Smoke less associative array, please



  • So, today I was going about my business, working on a fairly complex piece of reporting code that is intended to [blah blah blah irrelevant], when my dear counterpart at another site, working on a different part of the same application, has an epiphany.

    First, a little piece of back-story:

    Many moons ago, this other site saw what we were doing with this software we're writing, and wanted in.
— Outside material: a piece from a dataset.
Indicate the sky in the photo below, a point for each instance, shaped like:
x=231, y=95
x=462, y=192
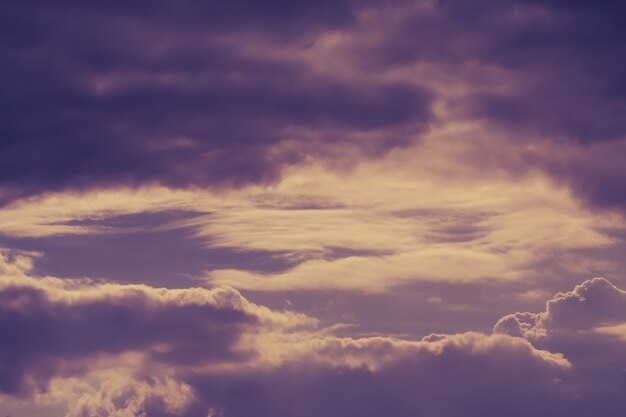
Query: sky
x=286, y=208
They wanted some customizations for their site, and of course, implementation of their own, separate business rules.
    So we did what any sane developer would, and adapted the application to accept more than one set of rules so you simply give a parameter at initialization, and the application magically behaves as Site2 in stead of Site1.
    In hindsight we probably should have forked, but pooling our developer resources gets things done faster and possibly even better, right?
    Their resident PHP guy, that also knows Perl since he has a Bachelor's Degree in Software Engineering, got the job.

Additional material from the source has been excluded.